” Bacokan”, Trah Ronggolawe Itu Ada di Kerek
KIM Ronggolawe – Ketika mendengar kata Kerek disebut, tergambar jelas dalam benak bahwa kota Kecamatan yang berjarak kurang lebih 35 kilometer dari pusat pemerintahan Kabupaten Tuban tersebut merupakan sebuah nama kecamatan yang berpenduduk primitif, kriminalis kontroversional serta beberapa asumsi negatif yang digoreng renyah oleh berbagai media akibat dari beberapa kejadian yang harus diselesaikan dengan tindak kekerasan, pertumpahan darah bahkan begitu mudahnya menghabisi nyawa saudara sendiri demi untuk membela dan mempertahankan harga diri.
“Bacokan” itulah kata yang hingga saat ini melekat di kota kecamatan yang juga terkenal dengan home industri batik gedognya tersebut, tak heran jika terjadi peristiwa tindak kekerasan yang melibatkan senjata tajam sebagai penyelesaian akhir ibarat “sego jangan” (makanan sehari – hari : Red) dan tidak membuat kaget bagi masyarakat Kabupaten Tuban terlebih bagi warga Kerek sendiri.
Mungkin, bagi yang tidak mengenal secara dalam kultur dari masyarakat Kerek akan menganggap apa yang sering terjadi di Kerek tersebut adalah bentuk pola pikir masyarakatnya yang kurang pergaulan, kurang mengikuti perkembangan jaman selalu mengedepankan egoisme pribadi dan bahkan tak jarang ada yang menyebut warga kecamatan yang terdiri dari 17 desa tersebut tidak berpendidikan, wajar saja ditengah pesatnya arus informasi Kerek masih ketinggalan cara berfikir modern untuk menyelesaikan permasalahan, dan masih menggunakan cara – cara lama untuk mempertahankan kehormatan pribadinya, itu mungkin anggapan dari orang – orang luar daerah yang tidak paham dan mengerti seluk beluk sejatinya Kerek tersebut.
Namun, dari rentetan sejumlah kasus yang membelit masyarakat Kerek tersebut sejatinya adalah bentuk kesatriaan masyarakatnya, dan kalau masyarakat Tuban sendiri sangat mengagungkan dan membanggakan adipati Ronggolawe yang hingga kini sangat melegenda, dan mungkin masyarakat Kerek lah yang pantas menyebut sebagai trah dari anak bupati Sumeneb kala itu yakni Arya Wiraraja tersebut.

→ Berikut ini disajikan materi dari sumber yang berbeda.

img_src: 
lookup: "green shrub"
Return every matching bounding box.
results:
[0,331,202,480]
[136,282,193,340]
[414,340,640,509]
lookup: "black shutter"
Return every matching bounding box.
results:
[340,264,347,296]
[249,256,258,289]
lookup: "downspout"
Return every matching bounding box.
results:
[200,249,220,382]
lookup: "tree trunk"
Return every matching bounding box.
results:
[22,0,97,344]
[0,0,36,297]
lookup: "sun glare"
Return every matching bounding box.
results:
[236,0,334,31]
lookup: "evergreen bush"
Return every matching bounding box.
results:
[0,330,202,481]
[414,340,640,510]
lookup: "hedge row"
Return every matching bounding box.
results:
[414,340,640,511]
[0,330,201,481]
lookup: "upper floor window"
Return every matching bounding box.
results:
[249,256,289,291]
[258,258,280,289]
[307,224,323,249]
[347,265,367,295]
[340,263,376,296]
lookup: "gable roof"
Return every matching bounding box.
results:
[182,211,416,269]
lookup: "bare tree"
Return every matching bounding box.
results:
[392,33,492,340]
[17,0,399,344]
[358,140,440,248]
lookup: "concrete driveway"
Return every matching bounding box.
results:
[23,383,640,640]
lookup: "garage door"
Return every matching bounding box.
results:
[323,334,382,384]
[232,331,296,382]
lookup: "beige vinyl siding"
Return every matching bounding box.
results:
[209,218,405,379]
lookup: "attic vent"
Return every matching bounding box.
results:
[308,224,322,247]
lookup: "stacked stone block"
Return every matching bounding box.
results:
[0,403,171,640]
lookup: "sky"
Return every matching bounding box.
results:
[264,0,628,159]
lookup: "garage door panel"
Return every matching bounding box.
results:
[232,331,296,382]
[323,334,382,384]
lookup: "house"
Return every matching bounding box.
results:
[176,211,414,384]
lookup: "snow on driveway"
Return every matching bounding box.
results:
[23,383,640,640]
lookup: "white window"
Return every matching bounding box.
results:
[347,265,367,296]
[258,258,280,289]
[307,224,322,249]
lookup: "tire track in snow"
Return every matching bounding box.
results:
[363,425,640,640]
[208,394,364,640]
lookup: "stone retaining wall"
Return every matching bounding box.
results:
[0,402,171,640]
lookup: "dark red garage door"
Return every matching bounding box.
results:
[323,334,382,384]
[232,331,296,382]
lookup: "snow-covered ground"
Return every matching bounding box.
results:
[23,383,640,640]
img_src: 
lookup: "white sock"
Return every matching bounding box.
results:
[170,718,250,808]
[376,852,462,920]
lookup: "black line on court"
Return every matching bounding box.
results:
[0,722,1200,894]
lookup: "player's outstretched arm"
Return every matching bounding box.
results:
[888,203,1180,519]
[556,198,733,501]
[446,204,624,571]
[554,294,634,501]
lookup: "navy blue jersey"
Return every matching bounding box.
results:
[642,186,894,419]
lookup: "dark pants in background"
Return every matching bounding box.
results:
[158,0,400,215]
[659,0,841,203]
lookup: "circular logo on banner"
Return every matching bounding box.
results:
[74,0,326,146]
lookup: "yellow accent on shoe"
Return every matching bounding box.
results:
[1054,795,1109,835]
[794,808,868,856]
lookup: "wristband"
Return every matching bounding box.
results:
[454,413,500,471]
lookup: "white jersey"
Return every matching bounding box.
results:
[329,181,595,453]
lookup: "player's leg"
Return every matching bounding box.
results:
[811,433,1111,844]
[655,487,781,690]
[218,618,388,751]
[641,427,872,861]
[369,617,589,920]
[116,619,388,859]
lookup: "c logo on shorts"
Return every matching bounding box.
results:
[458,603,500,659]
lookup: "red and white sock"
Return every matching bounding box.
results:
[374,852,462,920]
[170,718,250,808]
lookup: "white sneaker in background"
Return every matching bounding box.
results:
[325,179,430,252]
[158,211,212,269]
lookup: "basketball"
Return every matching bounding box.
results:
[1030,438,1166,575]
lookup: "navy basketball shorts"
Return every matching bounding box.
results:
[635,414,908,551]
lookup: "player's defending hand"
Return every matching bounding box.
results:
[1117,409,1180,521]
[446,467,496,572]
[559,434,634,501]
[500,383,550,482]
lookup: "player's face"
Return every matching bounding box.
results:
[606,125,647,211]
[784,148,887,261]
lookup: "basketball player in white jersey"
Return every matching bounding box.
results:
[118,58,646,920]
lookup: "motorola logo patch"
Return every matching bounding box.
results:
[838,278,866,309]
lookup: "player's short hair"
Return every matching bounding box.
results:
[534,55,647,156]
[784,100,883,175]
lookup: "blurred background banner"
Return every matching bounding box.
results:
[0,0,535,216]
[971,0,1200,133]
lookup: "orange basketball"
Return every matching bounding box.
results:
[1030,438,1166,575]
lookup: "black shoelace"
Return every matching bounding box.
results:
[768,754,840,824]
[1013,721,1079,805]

Dalam sebuah legenda disebutkan jika Ronggolawe adalah sosok pahlawan bagi masyarakat Tuban, yang berwatak keras, teguh dalam pendirian, serta rela mengorbankan nyawanya demi sebuah harga diri dan kehormatan, agar tidak terinjak injak oleh sebuah pengkhianatan dan otoriter kapitalis kala itu.
Begitu juga dengan masyarakat Kerek, tidak akan ada sebuah tindakan kekerasan jika tidak merasa dikhianati dan bahkan dipecundangi, apa yang kerap terjadi di Kerek tersebut adalah berlandaskan harga diri dan rela mengorbankan apapun laksana Ronggolawe ketika itu, dan Kerek tidak membabi buta melakukan hal tersebut dan Kerek bukan yang punya pemikiran pengecut lari dari sebuah tanggung jawab, karena apa yang akan mereka lakukan sudah melalui proses pemikiran panjang sebab dan akibatnya.
Pernahkah mendengar Kerek selepas melakukan tindak kekerasan pelaku kabur dan bahkan buron..??? tidak, karena watak kesatria Ronggolawe selalu mereka pegang teguh, berani berbuat harus berani bertanggung jawab bukan malah minggat, tak heran jika terjadi sebuah tindak kasus kekerasan pihak berwajib tidak direpotkan dengan mengejar pelaku, karena pelaku akan datang sendiri kepihak berwajib untuk mempertanggung jawabkan perbuatanya, inilah watak kesatria sejati Ronggolawe yang dimiliki Kerek.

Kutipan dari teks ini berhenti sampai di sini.